Cronaca
Emanuele Caradonna condannato a 18 anni per omicidio
Il 47enne Fabrizio Vallo è stato assassinato il 2 febbraio 2023 a Ostia, colpito con 11 proiettili, di cui otto quando era già a terra. Il delitto è avvenuto sotto casa della vittima, in via del Sommergibile. A distanza di meno di un anno, il responsabile, Emanuele Caradonna, pregiudicato, è stato condannato in abbreviato a 16 anni di reclusione per omicidio volontario aggravato e a ulteriori due anni per porto di arma da fuoco in luogo pubblico. La condanna è stata confermata dalla Corte di assise d’appello di Roma lo scorso giugno ed è stata respinta anche la richiesta di ricorso in Cassazione, che ha confermato la pena complessiva di 18 anni di carcere per Caradonna.
LA DINAMICA
Le indagini hanno rivelato che esistevano conflitti tra Vallo e Caradonna, legati alla contesa di una casa popolare in via Vincon, a Ostia, di proprietà della nonna di Vallo. Alla morte della nonna, la zia materna di Vallo, ex compagna di Caradonna, si era trasferita nell’appartamento, e Vallo rivendicava il diritto di abitazione.

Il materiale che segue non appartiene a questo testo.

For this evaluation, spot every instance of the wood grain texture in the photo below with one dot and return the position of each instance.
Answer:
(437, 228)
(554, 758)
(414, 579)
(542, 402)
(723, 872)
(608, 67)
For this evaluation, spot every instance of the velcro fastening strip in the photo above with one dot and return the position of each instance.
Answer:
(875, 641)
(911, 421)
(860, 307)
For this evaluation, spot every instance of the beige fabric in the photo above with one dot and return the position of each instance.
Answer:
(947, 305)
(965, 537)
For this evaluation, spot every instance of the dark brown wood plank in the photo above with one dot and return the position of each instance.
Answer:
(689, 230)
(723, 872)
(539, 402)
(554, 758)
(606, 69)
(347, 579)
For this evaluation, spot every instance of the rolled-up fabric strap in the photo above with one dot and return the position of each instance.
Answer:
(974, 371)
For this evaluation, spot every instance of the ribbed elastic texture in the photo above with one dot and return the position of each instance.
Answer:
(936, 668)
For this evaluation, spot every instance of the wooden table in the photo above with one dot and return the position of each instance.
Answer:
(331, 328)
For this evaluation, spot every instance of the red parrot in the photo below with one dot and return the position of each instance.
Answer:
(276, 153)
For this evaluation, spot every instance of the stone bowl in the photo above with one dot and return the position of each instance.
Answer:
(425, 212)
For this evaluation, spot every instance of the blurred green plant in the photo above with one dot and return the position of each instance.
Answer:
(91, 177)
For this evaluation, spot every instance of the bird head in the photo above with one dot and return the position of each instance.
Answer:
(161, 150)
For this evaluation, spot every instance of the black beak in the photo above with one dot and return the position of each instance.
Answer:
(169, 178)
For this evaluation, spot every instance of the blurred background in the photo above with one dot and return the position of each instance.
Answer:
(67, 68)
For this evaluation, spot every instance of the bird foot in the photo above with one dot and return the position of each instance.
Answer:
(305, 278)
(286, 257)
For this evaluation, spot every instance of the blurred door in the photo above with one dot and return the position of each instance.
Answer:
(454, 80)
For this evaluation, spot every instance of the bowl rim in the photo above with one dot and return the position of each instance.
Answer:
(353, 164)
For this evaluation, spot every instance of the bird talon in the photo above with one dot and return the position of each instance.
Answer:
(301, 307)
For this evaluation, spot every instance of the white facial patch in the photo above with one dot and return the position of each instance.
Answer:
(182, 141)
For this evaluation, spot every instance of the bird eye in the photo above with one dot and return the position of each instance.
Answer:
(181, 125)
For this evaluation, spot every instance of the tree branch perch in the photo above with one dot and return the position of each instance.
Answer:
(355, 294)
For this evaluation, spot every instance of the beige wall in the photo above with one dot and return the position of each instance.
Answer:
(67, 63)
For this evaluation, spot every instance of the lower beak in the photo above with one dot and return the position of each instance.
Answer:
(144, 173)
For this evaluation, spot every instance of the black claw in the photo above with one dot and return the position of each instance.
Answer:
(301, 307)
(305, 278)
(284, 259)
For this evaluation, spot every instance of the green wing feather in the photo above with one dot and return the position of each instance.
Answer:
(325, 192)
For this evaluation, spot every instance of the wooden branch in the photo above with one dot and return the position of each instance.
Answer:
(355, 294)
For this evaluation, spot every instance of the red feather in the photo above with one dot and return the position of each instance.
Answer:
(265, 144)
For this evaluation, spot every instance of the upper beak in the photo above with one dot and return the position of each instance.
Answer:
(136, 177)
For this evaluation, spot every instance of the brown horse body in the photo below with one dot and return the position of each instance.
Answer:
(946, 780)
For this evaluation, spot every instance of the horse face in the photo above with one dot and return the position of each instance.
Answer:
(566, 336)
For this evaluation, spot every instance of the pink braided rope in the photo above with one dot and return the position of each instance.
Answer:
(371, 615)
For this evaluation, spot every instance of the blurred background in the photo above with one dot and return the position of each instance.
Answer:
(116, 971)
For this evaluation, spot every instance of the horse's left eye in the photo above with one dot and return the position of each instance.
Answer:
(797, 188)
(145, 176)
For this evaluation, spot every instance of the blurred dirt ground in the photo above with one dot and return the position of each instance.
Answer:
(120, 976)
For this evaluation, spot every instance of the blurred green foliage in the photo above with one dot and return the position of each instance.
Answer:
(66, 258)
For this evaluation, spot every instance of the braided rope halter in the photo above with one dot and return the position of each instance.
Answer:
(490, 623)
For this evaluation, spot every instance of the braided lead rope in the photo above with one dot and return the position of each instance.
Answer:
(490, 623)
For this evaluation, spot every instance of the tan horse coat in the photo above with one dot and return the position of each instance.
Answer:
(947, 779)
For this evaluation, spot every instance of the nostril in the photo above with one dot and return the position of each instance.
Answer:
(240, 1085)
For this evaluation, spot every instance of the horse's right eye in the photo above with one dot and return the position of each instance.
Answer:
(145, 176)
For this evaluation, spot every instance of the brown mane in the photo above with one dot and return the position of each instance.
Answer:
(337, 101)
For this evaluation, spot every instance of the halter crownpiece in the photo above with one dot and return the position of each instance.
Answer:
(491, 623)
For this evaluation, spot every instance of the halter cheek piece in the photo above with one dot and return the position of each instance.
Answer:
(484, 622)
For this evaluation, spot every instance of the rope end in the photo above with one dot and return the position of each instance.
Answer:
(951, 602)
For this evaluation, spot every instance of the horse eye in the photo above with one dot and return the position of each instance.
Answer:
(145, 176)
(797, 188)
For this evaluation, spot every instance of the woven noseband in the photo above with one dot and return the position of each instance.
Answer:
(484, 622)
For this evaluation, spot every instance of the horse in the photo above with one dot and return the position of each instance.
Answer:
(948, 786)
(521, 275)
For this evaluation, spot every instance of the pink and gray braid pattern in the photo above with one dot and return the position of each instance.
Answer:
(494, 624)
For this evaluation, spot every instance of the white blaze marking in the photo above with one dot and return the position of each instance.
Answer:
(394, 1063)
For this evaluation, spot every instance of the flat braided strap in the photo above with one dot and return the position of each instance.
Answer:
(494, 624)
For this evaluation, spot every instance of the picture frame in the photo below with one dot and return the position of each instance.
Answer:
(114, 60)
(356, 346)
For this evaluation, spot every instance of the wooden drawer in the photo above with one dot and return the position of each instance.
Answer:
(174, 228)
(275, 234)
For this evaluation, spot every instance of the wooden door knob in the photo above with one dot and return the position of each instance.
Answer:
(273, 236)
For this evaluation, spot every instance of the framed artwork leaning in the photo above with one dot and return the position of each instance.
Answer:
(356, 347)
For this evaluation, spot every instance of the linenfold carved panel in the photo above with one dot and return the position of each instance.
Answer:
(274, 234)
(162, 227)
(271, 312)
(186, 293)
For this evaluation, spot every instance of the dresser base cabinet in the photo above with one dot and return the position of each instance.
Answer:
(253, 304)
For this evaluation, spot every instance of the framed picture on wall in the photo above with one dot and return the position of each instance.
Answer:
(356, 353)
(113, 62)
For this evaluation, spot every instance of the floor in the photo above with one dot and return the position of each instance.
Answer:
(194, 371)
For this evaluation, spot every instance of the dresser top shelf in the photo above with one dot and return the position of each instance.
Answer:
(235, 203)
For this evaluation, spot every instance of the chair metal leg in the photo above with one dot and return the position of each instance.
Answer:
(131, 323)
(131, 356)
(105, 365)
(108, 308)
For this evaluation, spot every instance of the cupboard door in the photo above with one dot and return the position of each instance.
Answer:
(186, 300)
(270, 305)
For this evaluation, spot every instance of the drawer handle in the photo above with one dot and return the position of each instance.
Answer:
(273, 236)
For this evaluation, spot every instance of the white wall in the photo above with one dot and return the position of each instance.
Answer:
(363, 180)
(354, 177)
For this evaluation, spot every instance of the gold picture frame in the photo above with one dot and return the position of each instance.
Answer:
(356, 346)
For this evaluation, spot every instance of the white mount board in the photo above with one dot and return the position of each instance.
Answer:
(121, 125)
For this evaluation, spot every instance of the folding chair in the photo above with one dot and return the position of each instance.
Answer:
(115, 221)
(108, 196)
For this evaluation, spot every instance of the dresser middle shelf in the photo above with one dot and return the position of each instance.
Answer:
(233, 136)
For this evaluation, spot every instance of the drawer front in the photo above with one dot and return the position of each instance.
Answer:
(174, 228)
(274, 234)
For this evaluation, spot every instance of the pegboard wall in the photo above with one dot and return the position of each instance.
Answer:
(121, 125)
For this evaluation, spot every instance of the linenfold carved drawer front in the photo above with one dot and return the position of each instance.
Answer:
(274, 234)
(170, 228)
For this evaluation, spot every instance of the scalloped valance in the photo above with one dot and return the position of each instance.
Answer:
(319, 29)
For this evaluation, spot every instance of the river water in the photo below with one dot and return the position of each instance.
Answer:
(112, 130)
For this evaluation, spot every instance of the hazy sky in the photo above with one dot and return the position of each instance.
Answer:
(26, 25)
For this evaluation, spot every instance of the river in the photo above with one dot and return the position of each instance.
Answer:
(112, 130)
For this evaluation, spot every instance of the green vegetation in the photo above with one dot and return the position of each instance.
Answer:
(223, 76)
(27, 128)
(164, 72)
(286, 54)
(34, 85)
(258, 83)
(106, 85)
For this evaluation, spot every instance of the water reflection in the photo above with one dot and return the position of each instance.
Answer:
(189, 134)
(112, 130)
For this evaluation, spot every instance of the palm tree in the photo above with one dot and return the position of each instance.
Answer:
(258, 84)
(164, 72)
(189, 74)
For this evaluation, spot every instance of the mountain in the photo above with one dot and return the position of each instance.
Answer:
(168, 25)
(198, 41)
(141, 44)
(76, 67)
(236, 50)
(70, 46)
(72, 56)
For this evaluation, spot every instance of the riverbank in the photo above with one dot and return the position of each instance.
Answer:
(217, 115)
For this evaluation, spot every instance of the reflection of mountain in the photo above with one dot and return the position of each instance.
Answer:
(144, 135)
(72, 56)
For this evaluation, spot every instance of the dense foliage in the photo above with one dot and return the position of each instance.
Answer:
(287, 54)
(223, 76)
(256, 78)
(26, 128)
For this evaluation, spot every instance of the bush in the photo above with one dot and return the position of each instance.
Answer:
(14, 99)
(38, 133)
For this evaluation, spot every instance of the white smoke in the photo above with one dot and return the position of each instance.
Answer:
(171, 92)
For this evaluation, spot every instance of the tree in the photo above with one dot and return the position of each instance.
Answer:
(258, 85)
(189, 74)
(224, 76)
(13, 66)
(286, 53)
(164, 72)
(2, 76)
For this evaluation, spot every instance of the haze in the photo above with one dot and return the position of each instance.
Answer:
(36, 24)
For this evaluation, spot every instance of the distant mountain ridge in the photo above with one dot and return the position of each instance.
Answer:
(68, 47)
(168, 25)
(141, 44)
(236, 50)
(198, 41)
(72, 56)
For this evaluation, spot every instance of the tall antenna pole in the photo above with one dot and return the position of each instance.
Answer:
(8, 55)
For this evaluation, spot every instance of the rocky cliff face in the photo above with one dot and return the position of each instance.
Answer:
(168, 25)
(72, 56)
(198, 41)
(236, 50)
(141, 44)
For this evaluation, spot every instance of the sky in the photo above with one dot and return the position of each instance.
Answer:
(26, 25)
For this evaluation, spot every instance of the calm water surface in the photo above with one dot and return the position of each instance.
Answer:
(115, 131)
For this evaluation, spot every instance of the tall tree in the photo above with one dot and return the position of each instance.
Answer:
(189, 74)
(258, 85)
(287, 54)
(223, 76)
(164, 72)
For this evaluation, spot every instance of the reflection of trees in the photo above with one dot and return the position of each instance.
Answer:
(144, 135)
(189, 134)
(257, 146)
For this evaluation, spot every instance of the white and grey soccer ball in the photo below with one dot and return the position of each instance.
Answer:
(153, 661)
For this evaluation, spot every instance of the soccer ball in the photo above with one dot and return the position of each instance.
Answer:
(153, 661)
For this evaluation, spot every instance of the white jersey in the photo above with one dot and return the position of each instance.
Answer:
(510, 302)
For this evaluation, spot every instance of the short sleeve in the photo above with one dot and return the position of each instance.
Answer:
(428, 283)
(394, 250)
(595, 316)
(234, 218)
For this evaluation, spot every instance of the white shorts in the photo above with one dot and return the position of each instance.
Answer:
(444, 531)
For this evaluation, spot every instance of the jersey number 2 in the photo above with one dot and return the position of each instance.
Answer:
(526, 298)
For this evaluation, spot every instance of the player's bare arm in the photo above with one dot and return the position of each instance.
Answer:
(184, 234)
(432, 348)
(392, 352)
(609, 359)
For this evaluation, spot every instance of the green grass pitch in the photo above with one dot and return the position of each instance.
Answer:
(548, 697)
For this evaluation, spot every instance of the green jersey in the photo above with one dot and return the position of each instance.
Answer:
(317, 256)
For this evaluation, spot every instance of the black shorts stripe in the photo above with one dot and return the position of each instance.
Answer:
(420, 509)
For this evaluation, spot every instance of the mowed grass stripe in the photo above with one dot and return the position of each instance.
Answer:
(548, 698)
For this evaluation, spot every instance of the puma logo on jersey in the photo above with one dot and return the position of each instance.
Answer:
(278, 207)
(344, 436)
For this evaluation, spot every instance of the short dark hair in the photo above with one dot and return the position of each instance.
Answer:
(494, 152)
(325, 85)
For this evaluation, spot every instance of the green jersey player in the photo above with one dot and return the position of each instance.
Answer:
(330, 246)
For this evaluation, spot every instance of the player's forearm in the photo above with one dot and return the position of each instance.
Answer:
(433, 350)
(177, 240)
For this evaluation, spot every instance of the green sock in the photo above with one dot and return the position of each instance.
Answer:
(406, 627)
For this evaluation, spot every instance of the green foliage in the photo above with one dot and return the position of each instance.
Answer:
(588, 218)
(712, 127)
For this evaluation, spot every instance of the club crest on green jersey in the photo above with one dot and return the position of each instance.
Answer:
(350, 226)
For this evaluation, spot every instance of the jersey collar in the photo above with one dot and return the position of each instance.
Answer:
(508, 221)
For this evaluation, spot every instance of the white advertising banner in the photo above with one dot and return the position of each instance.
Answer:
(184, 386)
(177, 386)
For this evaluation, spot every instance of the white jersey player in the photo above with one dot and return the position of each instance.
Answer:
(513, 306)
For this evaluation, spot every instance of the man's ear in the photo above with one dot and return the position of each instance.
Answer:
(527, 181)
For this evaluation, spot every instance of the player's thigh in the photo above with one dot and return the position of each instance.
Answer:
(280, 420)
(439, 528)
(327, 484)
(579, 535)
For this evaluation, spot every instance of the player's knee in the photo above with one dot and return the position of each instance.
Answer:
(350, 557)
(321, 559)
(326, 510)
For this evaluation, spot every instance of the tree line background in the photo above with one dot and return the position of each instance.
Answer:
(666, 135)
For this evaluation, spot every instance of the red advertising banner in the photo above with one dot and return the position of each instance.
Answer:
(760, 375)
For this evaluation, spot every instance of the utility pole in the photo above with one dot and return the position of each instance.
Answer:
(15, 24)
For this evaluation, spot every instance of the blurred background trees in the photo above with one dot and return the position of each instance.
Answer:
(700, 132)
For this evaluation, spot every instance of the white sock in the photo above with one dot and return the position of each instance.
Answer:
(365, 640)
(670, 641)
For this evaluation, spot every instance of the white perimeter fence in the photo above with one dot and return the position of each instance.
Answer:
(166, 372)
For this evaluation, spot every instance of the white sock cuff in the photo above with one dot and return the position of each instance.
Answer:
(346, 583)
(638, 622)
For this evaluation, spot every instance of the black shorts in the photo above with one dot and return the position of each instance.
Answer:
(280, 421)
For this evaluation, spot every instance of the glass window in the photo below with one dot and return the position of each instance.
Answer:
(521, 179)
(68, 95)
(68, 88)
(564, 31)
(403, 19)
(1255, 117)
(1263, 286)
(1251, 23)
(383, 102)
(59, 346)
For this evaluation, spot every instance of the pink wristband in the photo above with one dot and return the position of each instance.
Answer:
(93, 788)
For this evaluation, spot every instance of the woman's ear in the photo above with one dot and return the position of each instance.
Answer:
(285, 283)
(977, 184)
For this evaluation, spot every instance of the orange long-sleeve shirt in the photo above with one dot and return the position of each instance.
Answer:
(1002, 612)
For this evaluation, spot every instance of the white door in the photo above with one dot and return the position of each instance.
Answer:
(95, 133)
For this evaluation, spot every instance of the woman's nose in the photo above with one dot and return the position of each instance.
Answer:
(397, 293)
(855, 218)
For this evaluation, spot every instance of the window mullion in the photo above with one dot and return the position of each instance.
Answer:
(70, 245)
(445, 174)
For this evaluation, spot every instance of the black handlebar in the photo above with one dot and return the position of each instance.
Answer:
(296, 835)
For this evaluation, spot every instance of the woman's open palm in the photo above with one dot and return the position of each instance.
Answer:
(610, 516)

Dopo ripetute minacce e vessazioni nei confronti della zia, il giorno dell’omicidio si era verificata una violenta discussione tra i due, durante la quale Caradonna aveva utilizzato un taser. Poche ore dopo, Vallo aveva colpito con un oggetto di metallo la porta di Caradonna e, scendendo in strada, lo aveva affrontato urlando: “Infame scendi, ti spacco la macchina”. Caradonna lo aveva poi raggiunto e colpito con colpi di arma da fuoco: tre proiettili lo avevano colpito mentre si trovava di spalle, ma, una volta a terra, Caradonna non si era fermato e aveva continuato a sparare altri otto colpi. Dopo l’omicidio, Caradonna era fuggito a bordo della sua auto, ritrovata il giorno seguente a Fiumicino. La ricostruzione è stata confermata anche dalla Cassazione.
IL RICORSO
Il legale di Caradonna, avvocato Angelo Staniscia, ha presentato un ricorso per rivedere la condanna, sostenendo che il suo assistito fosse stato minacciato più volte dalla vittima e che quindi avesse diritto all’attenuante della provocazione “per accumulo”. Inoltre, aveva contestato l’assenza di prove allegate al collegamento dell’imputato con ambienti di criminalità organizzata e l’assenza di impronte sui bossoli trovati sulla scena del crimine. Tuttavia, la Cassazione ha smontato tutti questi punti. I giudici hanno evidenziato un ampio spettro di prove a carico di Caradonna, inclusa la sua presenza sul luogo dell’omicidio, il risultato positivo al test stub effettuato sull’auto, e la corrispondenza tra i bossoli rinvenuti sulla scena e quelli trovati a casa sua. Inoltre, la reazione di Caradonna è stata giudicata sproporzionata rispetto alla minaccia percepita, e il collegamento con ambienti di criminalità organizzata è stato ritenuto fondato, vista la presenza di armi, munizioni e documenti contraffatti rinvenuti nelle perquisizioni.